For years Yuki Yanagita has made scouts wonder how much of an impact he could make in the majors when he was finally able to file for free agency and leave the SoftBank Hawks. On Wednesday we found out that the answer is nothing.
At a press conference, Yanagita, 31, announced a seven-year contract to stay with the Hawks. The Hawks will maintain his current salary of 570 million yen with additional performance incentives with salary boosts possible afterward depending on his numbers.
The deciding factor was a muscle tear behind one knee that saw him miss most of the 2019 season. He failed to make it back to the first team roster in time for the season to count as the eighth year of service time he needs to file for international free agency. Yanagita was deactivated on April 8 and didn’t play again until he reported no problems in his first farm team game on Aug. 8.

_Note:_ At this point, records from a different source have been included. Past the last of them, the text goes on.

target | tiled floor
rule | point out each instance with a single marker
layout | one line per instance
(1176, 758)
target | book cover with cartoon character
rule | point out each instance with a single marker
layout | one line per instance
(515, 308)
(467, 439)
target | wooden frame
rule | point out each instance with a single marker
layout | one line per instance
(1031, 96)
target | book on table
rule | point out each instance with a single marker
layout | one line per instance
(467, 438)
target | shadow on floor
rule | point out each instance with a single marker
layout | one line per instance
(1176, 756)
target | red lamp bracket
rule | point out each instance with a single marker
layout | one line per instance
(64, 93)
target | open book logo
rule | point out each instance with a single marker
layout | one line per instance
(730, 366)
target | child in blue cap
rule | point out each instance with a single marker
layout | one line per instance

“I was able to swing like usual,” he said at the time. “I had no trouble running.”
There had been talk in early July of bringing him back in July as a DH so as not to put extra strain on the knee because he had been hitting in rehab. But at the time of the minor league start, the Hawks said Yanagita would need 10 games before being activated. Eventually, they settled on six games and 13 more days off the active roster.
13 days can be worth a year
Those 13 days, it turned out, were crucial to Yanagita’s future.

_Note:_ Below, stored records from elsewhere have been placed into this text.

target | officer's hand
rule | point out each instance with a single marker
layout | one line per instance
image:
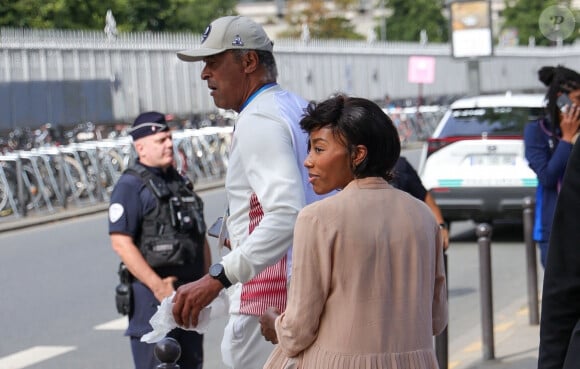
(267, 325)
(192, 297)
(165, 288)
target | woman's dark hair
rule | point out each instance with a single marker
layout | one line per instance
(558, 79)
(357, 121)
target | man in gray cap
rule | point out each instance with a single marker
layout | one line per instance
(266, 186)
(157, 228)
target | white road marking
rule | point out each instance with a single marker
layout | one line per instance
(114, 325)
(32, 356)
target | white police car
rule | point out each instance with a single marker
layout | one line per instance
(474, 164)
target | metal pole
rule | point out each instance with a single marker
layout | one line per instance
(473, 77)
(20, 187)
(62, 181)
(442, 340)
(531, 261)
(168, 352)
(483, 232)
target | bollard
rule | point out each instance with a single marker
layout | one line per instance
(168, 352)
(483, 232)
(442, 340)
(531, 260)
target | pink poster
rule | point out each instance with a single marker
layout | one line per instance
(421, 69)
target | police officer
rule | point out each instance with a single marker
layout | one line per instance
(156, 226)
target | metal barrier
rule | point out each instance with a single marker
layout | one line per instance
(45, 180)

When the Hawks’ Pacific League season ended on Oct. 13 with the final day of the PL playoffs, Yanagita had amassed 135 of the 145 days needed to complete a year’s service time in 2019 and potentially file for free agency 11 months from now. He entered the year with 11 days he’d been carrying over since 2012, was on the roster for 64 days, and received the maximum of 60 days for players hurt in first-team games.
With that innocuous little delay, the Hawks, Japan’s most stubborn opponent of Japanese players moving abroad, were able to add an extra year of control. The Hawks are the only team in Japan that has yet to agree to post a single player, and now the club won’t have to deal with its best player leaving as a free agent.

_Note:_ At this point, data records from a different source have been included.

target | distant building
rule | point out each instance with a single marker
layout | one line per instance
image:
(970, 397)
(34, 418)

That extra year and the extremely generous salary offer that was almost too good to turn down was enough to keep the best player of his generation in Japan for the rest of his career or at least until he’s 38.
According to the Japan Professional Baseball Players Association, Yanagita and his agent checked with the union about the shortfall. The union spoke to the Hawks and said the player and his agent were satisfied that the delay was not intentional.
My profile of Yanagita is HERE. Because of his extremely high peak value — he’s the only player other than Sadaharu Oh to lead his league in on-base percentage and slugging average in four consecutive seasons — I have Yanagita ranked as the 15th greatest player in NPB history.